There are other issues, such as do we go forward with live public speaking events. We have the Constitution Day Lecture and a planned talk about medical ethics by a professor from California that Communication was planning with the Philosophy faculty.
We also have a leftover Future of the First Amendment panel that we cancelled in March. Do we finally run it face to face, or do we run it virtually using, say, Zoom? And what about our scholastic journalism conference? Cancel it for a year or try to run it virtually? It already had been painful but inevitable to cancel our Transnational Journalism Conference, which was to happen this week.
Decisions made by other universities
Every day, news from around the world about what other higher education systems are doing in the coming year makes us reconsider what we are planning here.
Recently, Cambridge University in England decided to go online throughout 2020-2021. Duke University promised to re-open in Fall 2020, but it would not publish the details until the end of June, according to its student newspaper, The Chronicle. The president of the university said the approach would be “the best and safest possible configuration.”
Like Cambridge, the California State University system earlier had decided to continue virtual instruction through the fall semester. Nearby to me, the University of South Carolina has announced it will teach face to face for most of the semester but will go virtual after the Thanksgiving break. Notre Dame has a similar plan.
We also see the University of Akron, Ohio University, and Western Michigan making significant cuts to their programs or laying off professors.
Next, the president of the University of Michigan announced that his football team would not play in the fall unless all students are taught in a normal fashion, meaning most would must have on-campus, face-to-face instruction. The Chronicle of Higher Education says about two-thirds of colleges and universities are planning face-to-face instruction.
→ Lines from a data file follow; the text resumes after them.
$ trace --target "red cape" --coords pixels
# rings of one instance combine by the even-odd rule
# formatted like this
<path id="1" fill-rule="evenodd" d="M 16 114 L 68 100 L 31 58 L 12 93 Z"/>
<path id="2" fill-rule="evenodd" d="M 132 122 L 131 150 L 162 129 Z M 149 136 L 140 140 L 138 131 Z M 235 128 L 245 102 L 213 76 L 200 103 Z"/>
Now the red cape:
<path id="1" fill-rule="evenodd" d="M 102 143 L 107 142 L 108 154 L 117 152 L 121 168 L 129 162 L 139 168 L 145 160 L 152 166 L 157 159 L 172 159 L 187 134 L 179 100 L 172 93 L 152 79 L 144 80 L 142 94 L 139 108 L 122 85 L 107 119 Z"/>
The variety of approaches shows the relative uncertainty, and this is planted in the back of the minds of administrators around the country.
Flexibility and creativity
As my president says continually, this is a time for flexibility and creativity, but all of us are a bit uncomfortable with the uncertainty—which of course takes us back to the virus itself.
What will its status be on August 10 when we start our fall semester? How severe will the expected second wave be? At this point, administrators have many more questions than answers.
We will have a plan in place by August, but what will the virus decide to do as time goes by?